TTC reduction analysis has been used to evaluate freezing injury in many tree species (Steponkus and Lanphear 1967; Nesbitt et al. 2002; Ruf and Brunner 2003), including walnut (Aslamarz et al. 2011) and peach (Yu et al. 2017). However, its usefulness is limited, since dormant tissues are sometimes erroneously considered to be dead (Busso et al. 2015).

3.5 Other methods

Neutral red (3-amino-7-dimethyl-2-methylphenazine hydrochloride), a weak cationic dye, can be used to evaluate freezing injury, since it crosses the membranes of viable cells and accumulates intracellularly (Winckler 1974; Borenfreund and Puerner 1984; Repetto et al. 2008). As cells are injured by freezing, their ability to incorporate neutral red diminishes. Thus, loss of neutral red uptake corresponds to loss of cell viability.

Nuclear magnetic resonance (NMR), a type of spectroscopy which employs radio frequency light, has also been used to assess freezing injury (Burke et al. 1974, 1976). NMR can distinguish between ice crystals and unfrozen water in plant tissues based on their radio frequency spectra (Burke et al. 1974). Since the spectrum becomes progressively broader as freezing progresses, it is possible to measure the amount of unfrozen water in various tissues and thereby estimate freezing injury.
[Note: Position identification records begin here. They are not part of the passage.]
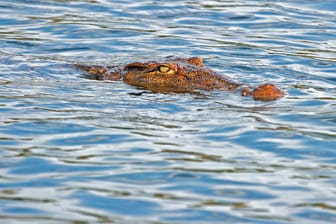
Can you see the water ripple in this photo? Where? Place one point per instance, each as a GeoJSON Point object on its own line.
{"type": "Point", "coordinates": [79, 150]}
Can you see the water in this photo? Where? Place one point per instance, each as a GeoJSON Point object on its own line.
{"type": "Point", "coordinates": [76, 150]}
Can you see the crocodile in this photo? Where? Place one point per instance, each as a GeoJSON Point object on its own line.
{"type": "Point", "coordinates": [178, 75]}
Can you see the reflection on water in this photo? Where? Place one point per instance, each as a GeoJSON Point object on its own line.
{"type": "Point", "coordinates": [79, 150]}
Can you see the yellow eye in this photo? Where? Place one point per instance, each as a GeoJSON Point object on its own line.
{"type": "Point", "coordinates": [164, 68]}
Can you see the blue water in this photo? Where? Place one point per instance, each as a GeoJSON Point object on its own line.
{"type": "Point", "coordinates": [76, 150]}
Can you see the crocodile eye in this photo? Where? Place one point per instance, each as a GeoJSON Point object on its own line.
{"type": "Point", "coordinates": [164, 68]}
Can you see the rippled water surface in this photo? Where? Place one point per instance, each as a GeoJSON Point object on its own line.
{"type": "Point", "coordinates": [77, 150]}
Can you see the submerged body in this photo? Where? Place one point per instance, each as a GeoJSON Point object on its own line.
{"type": "Point", "coordinates": [178, 75]}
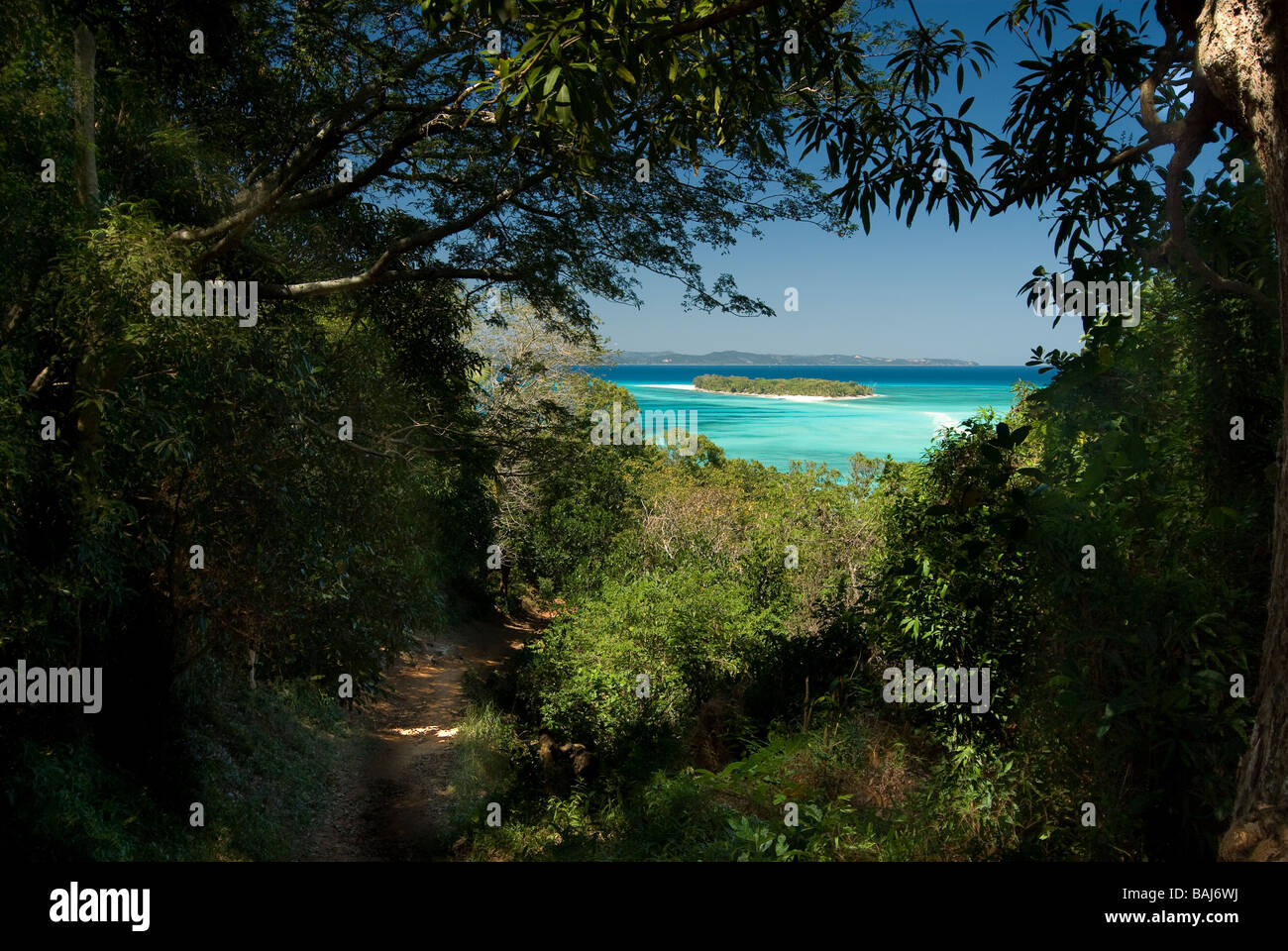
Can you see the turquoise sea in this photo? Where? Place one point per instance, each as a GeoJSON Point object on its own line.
{"type": "Point", "coordinates": [911, 405]}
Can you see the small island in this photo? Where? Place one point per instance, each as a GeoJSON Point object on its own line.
{"type": "Point", "coordinates": [795, 386]}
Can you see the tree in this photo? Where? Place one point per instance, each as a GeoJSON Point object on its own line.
{"type": "Point", "coordinates": [1064, 141]}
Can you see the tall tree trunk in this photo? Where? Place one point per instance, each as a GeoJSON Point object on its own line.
{"type": "Point", "coordinates": [86, 163]}
{"type": "Point", "coordinates": [1243, 53]}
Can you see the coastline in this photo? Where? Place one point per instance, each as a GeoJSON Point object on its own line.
{"type": "Point", "coordinates": [800, 398]}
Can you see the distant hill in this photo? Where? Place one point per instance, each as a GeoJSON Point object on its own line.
{"type": "Point", "coordinates": [739, 357]}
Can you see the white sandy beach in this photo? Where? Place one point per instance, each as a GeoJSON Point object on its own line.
{"type": "Point", "coordinates": [764, 396]}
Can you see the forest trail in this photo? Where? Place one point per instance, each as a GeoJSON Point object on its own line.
{"type": "Point", "coordinates": [387, 792]}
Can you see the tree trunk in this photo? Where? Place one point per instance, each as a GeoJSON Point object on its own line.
{"type": "Point", "coordinates": [86, 162]}
{"type": "Point", "coordinates": [1243, 53]}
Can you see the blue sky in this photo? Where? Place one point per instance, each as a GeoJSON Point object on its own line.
{"type": "Point", "coordinates": [897, 291]}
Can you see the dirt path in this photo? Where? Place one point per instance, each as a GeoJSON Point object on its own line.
{"type": "Point", "coordinates": [389, 792]}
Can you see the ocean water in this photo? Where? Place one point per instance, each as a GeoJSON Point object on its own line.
{"type": "Point", "coordinates": [911, 405]}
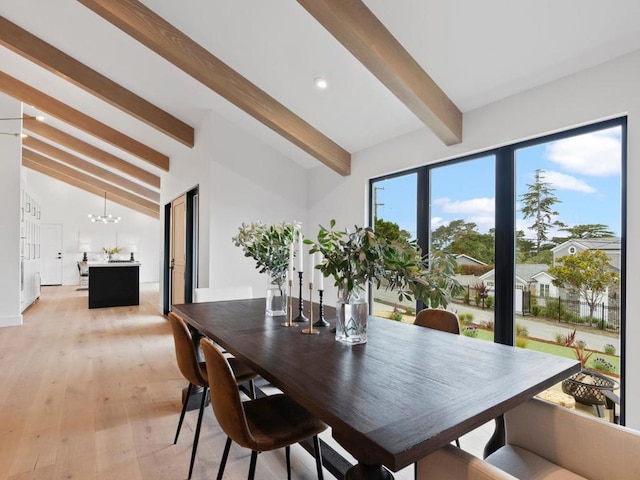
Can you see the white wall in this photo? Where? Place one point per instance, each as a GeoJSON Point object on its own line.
{"type": "Point", "coordinates": [606, 91]}
{"type": "Point", "coordinates": [241, 179]}
{"type": "Point", "coordinates": [10, 160]}
{"type": "Point", "coordinates": [69, 206]}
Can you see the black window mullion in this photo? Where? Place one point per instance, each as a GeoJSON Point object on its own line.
{"type": "Point", "coordinates": [505, 246]}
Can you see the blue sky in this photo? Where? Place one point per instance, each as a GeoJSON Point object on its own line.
{"type": "Point", "coordinates": [584, 171]}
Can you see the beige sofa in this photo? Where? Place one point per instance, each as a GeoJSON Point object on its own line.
{"type": "Point", "coordinates": [545, 442]}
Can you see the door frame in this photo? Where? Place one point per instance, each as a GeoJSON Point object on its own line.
{"type": "Point", "coordinates": [191, 236]}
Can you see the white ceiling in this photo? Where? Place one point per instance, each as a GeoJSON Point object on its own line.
{"type": "Point", "coordinates": [477, 52]}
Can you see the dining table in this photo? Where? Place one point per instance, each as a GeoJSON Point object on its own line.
{"type": "Point", "coordinates": [400, 396]}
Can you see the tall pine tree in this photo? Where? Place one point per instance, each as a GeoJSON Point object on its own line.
{"type": "Point", "coordinates": [538, 204]}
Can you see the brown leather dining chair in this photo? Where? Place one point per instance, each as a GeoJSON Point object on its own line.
{"type": "Point", "coordinates": [444, 321]}
{"type": "Point", "coordinates": [263, 424]}
{"type": "Point", "coordinates": [438, 319]}
{"type": "Point", "coordinates": [196, 374]}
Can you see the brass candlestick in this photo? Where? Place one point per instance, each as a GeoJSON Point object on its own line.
{"type": "Point", "coordinates": [321, 322]}
{"type": "Point", "coordinates": [310, 330]}
{"type": "Point", "coordinates": [289, 323]}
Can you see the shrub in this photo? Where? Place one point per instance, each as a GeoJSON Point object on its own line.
{"type": "Point", "coordinates": [488, 325]}
{"type": "Point", "coordinates": [569, 339]}
{"type": "Point", "coordinates": [601, 364]}
{"type": "Point", "coordinates": [489, 301]}
{"type": "Point", "coordinates": [466, 298]}
{"type": "Point", "coordinates": [521, 330]}
{"type": "Point", "coordinates": [470, 331]}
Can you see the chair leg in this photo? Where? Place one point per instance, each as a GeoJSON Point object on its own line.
{"type": "Point", "coordinates": [252, 466]}
{"type": "Point", "coordinates": [184, 409]}
{"type": "Point", "coordinates": [223, 462]}
{"type": "Point", "coordinates": [316, 444]}
{"type": "Point", "coordinates": [197, 435]}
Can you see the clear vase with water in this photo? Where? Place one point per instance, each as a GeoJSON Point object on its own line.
{"type": "Point", "coordinates": [352, 313]}
{"type": "Point", "coordinates": [276, 298]}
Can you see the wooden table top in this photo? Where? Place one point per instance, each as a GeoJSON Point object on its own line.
{"type": "Point", "coordinates": [405, 393]}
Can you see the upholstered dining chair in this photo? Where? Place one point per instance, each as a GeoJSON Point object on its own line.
{"type": "Point", "coordinates": [263, 424]}
{"type": "Point", "coordinates": [195, 373]}
{"type": "Point", "coordinates": [444, 321]}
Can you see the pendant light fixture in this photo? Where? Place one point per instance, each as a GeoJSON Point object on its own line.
{"type": "Point", "coordinates": [104, 218]}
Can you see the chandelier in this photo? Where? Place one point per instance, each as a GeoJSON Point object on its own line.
{"type": "Point", "coordinates": [104, 218]}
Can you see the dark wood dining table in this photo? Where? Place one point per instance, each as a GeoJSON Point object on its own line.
{"type": "Point", "coordinates": [404, 394]}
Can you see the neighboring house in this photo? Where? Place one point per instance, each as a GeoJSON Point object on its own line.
{"type": "Point", "coordinates": [530, 277]}
{"type": "Point", "coordinates": [463, 259]}
{"type": "Point", "coordinates": [467, 278]}
{"type": "Point", "coordinates": [610, 246]}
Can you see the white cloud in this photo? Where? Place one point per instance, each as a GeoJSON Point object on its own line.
{"type": "Point", "coordinates": [480, 211]}
{"type": "Point", "coordinates": [474, 206]}
{"type": "Point", "coordinates": [596, 154]}
{"type": "Point", "coordinates": [562, 181]}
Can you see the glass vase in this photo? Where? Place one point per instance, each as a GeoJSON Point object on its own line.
{"type": "Point", "coordinates": [276, 298]}
{"type": "Point", "coordinates": [352, 312]}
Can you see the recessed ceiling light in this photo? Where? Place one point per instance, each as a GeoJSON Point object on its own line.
{"type": "Point", "coordinates": [320, 82]}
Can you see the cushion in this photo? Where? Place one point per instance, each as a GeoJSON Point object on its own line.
{"type": "Point", "coordinates": [527, 465]}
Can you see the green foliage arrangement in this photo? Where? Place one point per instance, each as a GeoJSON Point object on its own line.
{"type": "Point", "coordinates": [268, 245]}
{"type": "Point", "coordinates": [355, 258]}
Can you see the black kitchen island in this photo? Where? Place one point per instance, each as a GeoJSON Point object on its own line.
{"type": "Point", "coordinates": [114, 284]}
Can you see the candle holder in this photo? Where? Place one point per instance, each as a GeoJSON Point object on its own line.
{"type": "Point", "coordinates": [310, 330]}
{"type": "Point", "coordinates": [300, 318]}
{"type": "Point", "coordinates": [321, 322]}
{"type": "Point", "coordinates": [289, 323]}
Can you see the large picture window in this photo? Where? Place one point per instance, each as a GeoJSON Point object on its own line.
{"type": "Point", "coordinates": [538, 232]}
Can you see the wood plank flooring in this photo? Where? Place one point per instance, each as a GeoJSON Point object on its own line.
{"type": "Point", "coordinates": [95, 394]}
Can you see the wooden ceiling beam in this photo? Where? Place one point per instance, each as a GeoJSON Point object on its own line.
{"type": "Point", "coordinates": [84, 186]}
{"type": "Point", "coordinates": [62, 156]}
{"type": "Point", "coordinates": [360, 32]}
{"type": "Point", "coordinates": [47, 56]}
{"type": "Point", "coordinates": [134, 18]}
{"type": "Point", "coordinates": [29, 95]}
{"type": "Point", "coordinates": [115, 192]}
{"type": "Point", "coordinates": [88, 150]}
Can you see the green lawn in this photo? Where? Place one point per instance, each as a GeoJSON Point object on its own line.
{"type": "Point", "coordinates": [558, 350]}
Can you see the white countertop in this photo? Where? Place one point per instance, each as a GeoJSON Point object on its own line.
{"type": "Point", "coordinates": [113, 264]}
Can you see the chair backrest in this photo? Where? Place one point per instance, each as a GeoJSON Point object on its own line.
{"type": "Point", "coordinates": [438, 319]}
{"type": "Point", "coordinates": [220, 294]}
{"type": "Point", "coordinates": [186, 352]}
{"type": "Point", "coordinates": [225, 396]}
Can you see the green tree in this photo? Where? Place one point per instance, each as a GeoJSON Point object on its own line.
{"type": "Point", "coordinates": [589, 230]}
{"type": "Point", "coordinates": [587, 274]}
{"type": "Point", "coordinates": [538, 204]}
{"type": "Point", "coordinates": [391, 230]}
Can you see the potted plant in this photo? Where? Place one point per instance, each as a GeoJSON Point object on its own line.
{"type": "Point", "coordinates": [356, 258]}
{"type": "Point", "coordinates": [269, 246]}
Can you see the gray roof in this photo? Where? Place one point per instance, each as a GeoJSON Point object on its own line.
{"type": "Point", "coordinates": [526, 271]}
{"type": "Point", "coordinates": [607, 243]}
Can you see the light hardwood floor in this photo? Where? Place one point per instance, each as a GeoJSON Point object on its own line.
{"type": "Point", "coordinates": [95, 394]}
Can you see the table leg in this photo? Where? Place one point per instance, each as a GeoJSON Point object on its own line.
{"type": "Point", "coordinates": [368, 472]}
{"type": "Point", "coordinates": [497, 440]}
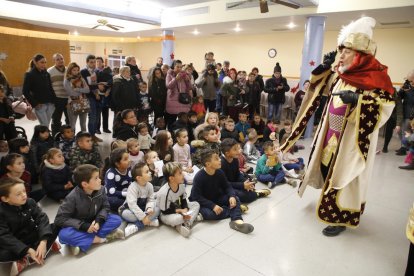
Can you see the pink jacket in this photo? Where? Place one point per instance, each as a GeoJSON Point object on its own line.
{"type": "Point", "coordinates": [173, 106]}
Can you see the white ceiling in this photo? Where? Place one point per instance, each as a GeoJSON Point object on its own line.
{"type": "Point", "coordinates": [262, 24]}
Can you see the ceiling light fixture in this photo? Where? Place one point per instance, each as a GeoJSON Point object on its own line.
{"type": "Point", "coordinates": [291, 25]}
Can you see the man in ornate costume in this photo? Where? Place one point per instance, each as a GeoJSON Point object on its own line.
{"type": "Point", "coordinates": [360, 101]}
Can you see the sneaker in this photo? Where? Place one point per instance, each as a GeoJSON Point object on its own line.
{"type": "Point", "coordinates": [130, 229]}
{"type": "Point", "coordinates": [18, 266]}
{"type": "Point", "coordinates": [271, 185]}
{"type": "Point", "coordinates": [55, 247]}
{"type": "Point", "coordinates": [332, 231]}
{"type": "Point", "coordinates": [199, 217]}
{"type": "Point", "coordinates": [155, 223]}
{"type": "Point", "coordinates": [263, 193]}
{"type": "Point", "coordinates": [75, 250]}
{"type": "Point", "coordinates": [244, 208]}
{"type": "Point", "coordinates": [96, 139]}
{"type": "Point", "coordinates": [245, 228]}
{"type": "Point", "coordinates": [183, 230]}
{"type": "Point", "coordinates": [116, 234]}
{"type": "Point", "coordinates": [292, 182]}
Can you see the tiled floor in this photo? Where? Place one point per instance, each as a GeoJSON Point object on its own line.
{"type": "Point", "coordinates": [287, 239]}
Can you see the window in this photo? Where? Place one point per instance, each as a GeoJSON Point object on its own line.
{"type": "Point", "coordinates": [116, 61]}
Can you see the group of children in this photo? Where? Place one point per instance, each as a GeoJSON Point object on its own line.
{"type": "Point", "coordinates": [140, 186]}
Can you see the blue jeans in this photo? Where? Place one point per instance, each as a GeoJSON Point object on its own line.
{"type": "Point", "coordinates": [245, 196]}
{"type": "Point", "coordinates": [277, 178]}
{"type": "Point", "coordinates": [93, 114]}
{"type": "Point", "coordinates": [130, 217]}
{"type": "Point", "coordinates": [44, 113]}
{"type": "Point", "coordinates": [274, 109]}
{"type": "Point", "coordinates": [223, 202]}
{"type": "Point", "coordinates": [296, 166]}
{"type": "Point", "coordinates": [84, 240]}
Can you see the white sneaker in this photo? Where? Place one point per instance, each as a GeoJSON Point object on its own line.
{"type": "Point", "coordinates": [199, 217]}
{"type": "Point", "coordinates": [183, 230]}
{"type": "Point", "coordinates": [130, 229]}
{"type": "Point", "coordinates": [75, 250]}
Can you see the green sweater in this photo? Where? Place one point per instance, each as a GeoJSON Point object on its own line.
{"type": "Point", "coordinates": [261, 167]}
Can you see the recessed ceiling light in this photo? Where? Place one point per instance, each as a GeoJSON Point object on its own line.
{"type": "Point", "coordinates": [237, 29]}
{"type": "Point", "coordinates": [291, 25]}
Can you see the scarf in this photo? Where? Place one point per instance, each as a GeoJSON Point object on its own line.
{"type": "Point", "coordinates": [367, 73]}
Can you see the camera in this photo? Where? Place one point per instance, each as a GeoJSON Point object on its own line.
{"type": "Point", "coordinates": [406, 85]}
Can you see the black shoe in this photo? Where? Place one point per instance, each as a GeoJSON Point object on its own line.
{"type": "Point", "coordinates": [409, 167]}
{"type": "Point", "coordinates": [332, 231]}
{"type": "Point", "coordinates": [402, 152]}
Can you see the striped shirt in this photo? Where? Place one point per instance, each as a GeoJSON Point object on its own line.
{"type": "Point", "coordinates": [57, 82]}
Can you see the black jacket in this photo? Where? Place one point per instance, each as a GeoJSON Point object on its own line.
{"type": "Point", "coordinates": [124, 94]}
{"type": "Point", "coordinates": [158, 94]}
{"type": "Point", "coordinates": [124, 132]}
{"type": "Point", "coordinates": [79, 209]}
{"type": "Point", "coordinates": [276, 96]}
{"type": "Point", "coordinates": [54, 180]}
{"type": "Point", "coordinates": [37, 87]}
{"type": "Point", "coordinates": [22, 227]}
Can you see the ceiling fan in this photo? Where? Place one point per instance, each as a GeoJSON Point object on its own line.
{"type": "Point", "coordinates": [264, 6]}
{"type": "Point", "coordinates": [104, 23]}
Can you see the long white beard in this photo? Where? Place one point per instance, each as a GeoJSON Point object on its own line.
{"type": "Point", "coordinates": [343, 68]}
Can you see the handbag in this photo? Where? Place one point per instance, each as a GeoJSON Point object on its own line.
{"type": "Point", "coordinates": [80, 105]}
{"type": "Point", "coordinates": [22, 108]}
{"type": "Point", "coordinates": [184, 98]}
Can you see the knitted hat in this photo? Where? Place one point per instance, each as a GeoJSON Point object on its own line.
{"type": "Point", "coordinates": [277, 68]}
{"type": "Point", "coordinates": [358, 36]}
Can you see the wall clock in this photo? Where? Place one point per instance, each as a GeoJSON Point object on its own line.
{"type": "Point", "coordinates": [272, 53]}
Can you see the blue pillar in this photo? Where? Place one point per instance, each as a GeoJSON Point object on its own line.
{"type": "Point", "coordinates": [168, 46]}
{"type": "Point", "coordinates": [312, 54]}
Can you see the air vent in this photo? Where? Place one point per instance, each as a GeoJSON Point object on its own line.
{"type": "Point", "coordinates": [280, 30]}
{"type": "Point", "coordinates": [395, 23]}
{"type": "Point", "coordinates": [196, 11]}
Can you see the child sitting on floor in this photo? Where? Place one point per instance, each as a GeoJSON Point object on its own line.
{"type": "Point", "coordinates": [243, 187]}
{"type": "Point", "coordinates": [117, 178]}
{"type": "Point", "coordinates": [26, 235]}
{"type": "Point", "coordinates": [215, 195]}
{"type": "Point", "coordinates": [210, 141]}
{"type": "Point", "coordinates": [84, 214]}
{"type": "Point", "coordinates": [135, 154]}
{"type": "Point", "coordinates": [182, 154]}
{"type": "Point", "coordinates": [55, 175]}
{"type": "Point", "coordinates": [249, 149]}
{"type": "Point", "coordinates": [269, 169]}
{"type": "Point", "coordinates": [84, 152]}
{"type": "Point", "coordinates": [65, 141]}
{"type": "Point", "coordinates": [172, 201]}
{"type": "Point", "coordinates": [139, 208]}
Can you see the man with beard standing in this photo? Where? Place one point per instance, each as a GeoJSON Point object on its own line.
{"type": "Point", "coordinates": [359, 102]}
{"type": "Point", "coordinates": [57, 73]}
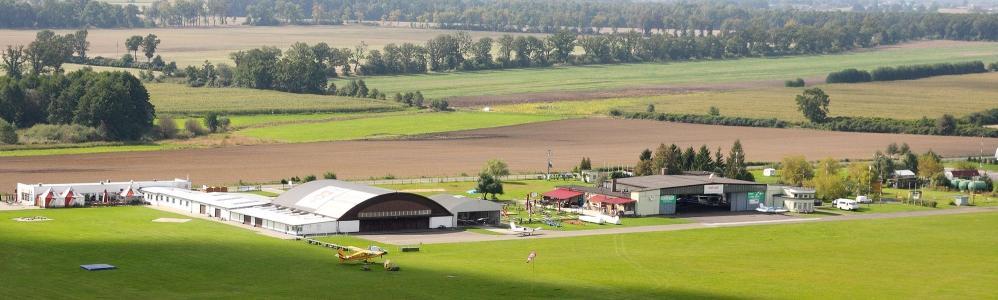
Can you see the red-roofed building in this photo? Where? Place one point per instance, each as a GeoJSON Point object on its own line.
{"type": "Point", "coordinates": [564, 197]}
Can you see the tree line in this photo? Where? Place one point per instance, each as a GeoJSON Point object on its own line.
{"type": "Point", "coordinates": [116, 104]}
{"type": "Point", "coordinates": [751, 21]}
{"type": "Point", "coordinates": [673, 160]}
{"type": "Point", "coordinates": [49, 51]}
{"type": "Point", "coordinates": [906, 72]}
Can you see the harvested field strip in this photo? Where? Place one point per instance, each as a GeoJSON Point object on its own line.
{"type": "Point", "coordinates": [393, 126]}
{"type": "Point", "coordinates": [467, 86]}
{"type": "Point", "coordinates": [911, 99]}
{"type": "Point", "coordinates": [608, 142]}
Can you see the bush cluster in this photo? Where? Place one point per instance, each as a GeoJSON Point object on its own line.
{"type": "Point", "coordinates": [799, 82]}
{"type": "Point", "coordinates": [702, 119]}
{"type": "Point", "coordinates": [924, 126]}
{"type": "Point", "coordinates": [906, 72]}
{"type": "Point", "coordinates": [923, 71]}
{"type": "Point", "coordinates": [128, 61]}
{"type": "Point", "coordinates": [60, 133]}
{"type": "Point", "coordinates": [848, 76]}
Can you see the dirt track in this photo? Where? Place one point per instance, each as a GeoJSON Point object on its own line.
{"type": "Point", "coordinates": [606, 141]}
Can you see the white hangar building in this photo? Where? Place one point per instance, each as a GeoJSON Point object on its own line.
{"type": "Point", "coordinates": [333, 206]}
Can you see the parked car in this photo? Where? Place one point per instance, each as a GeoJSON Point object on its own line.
{"type": "Point", "coordinates": [846, 204]}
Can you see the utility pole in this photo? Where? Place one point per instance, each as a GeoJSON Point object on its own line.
{"type": "Point", "coordinates": [549, 165]}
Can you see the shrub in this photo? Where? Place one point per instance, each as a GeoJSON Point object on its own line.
{"type": "Point", "coordinates": [8, 134]}
{"type": "Point", "coordinates": [211, 121]}
{"type": "Point", "coordinates": [439, 105]}
{"type": "Point", "coordinates": [167, 128]}
{"type": "Point", "coordinates": [848, 76]}
{"type": "Point", "coordinates": [714, 111]}
{"type": "Point", "coordinates": [799, 82]}
{"type": "Point", "coordinates": [73, 133]}
{"type": "Point", "coordinates": [194, 128]}
{"type": "Point", "coordinates": [924, 71]}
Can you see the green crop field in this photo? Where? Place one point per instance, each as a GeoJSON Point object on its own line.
{"type": "Point", "coordinates": [172, 98]}
{"type": "Point", "coordinates": [192, 46]}
{"type": "Point", "coordinates": [504, 82]}
{"type": "Point", "coordinates": [905, 99]}
{"type": "Point", "coordinates": [391, 126]}
{"type": "Point", "coordinates": [895, 258]}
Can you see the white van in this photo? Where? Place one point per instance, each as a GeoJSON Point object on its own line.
{"type": "Point", "coordinates": [846, 204]}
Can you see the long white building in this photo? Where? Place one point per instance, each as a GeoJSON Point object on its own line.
{"type": "Point", "coordinates": [79, 194]}
{"type": "Point", "coordinates": [218, 205]}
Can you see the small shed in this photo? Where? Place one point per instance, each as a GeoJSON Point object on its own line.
{"type": "Point", "coordinates": [799, 205]}
{"type": "Point", "coordinates": [468, 211]}
{"type": "Point", "coordinates": [564, 197]}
Furthermore, localization of unfrozen water and freezing behaviors of various tissues at subzero temperatures can be visualized by using the NMR technology combined with image scanners (Liu et al. 1993; Gamble 1994; Kerr et al. 1997; Price et al. 1997). In the images, unfrozen water appears as a light area.

In addition, infrared thermography has been used to monitor ice nucleation and propagation in a variety of plant species and tissue types (Ceccardi et al. 1995; Wisniewski et al. 1997; Fuller and Wisniewski 1998; Workmaster et al. 1999; Neuner et al. 2010, 2019; Pramsohler et al. 2012). In the infrared thermography using an imaging radiometer or a digital infrared camera, ice formation during freezing is visible as a light area by the latent heat release of fusion as water undergoes phase transition from a liquid to a solid (Ceccardi et al. 1995; Wisniewski et al. 1997; Neuner et al. 2010).

4 Conclusion

To cope with freezing stress, temperate fruit trees have developed various mechanisms regulating ice formation in their tissues during freezing, which results in diverse but species- and tissue-specific freezing patterns. Various methods have been attempted to evaluate freezing injury in the trees under field and artificial conditions. To precisely evaluate the freezing injury, the methods should be chosen based on the species- and tissue-specific freezing patterns. The most frequently used methods are visual evaluation of tissue discoloration, thermal analysis, electrolyte leakage analysis, and TTC reduction analysis. Considering the diverse freezing patterns, freezing injury should not be evaluated based on a single method but rather on at least a couple of methods under both field and artificial conditions. In addition, cumulative data from multi-year evaluations at different phenological stages are needed for more accurate prediction of the survival of fruit trees during winter and their regrowth the following spring. The integrated evaluation of freezing injury will help to ensure successful cultivation of temperate fruit trees.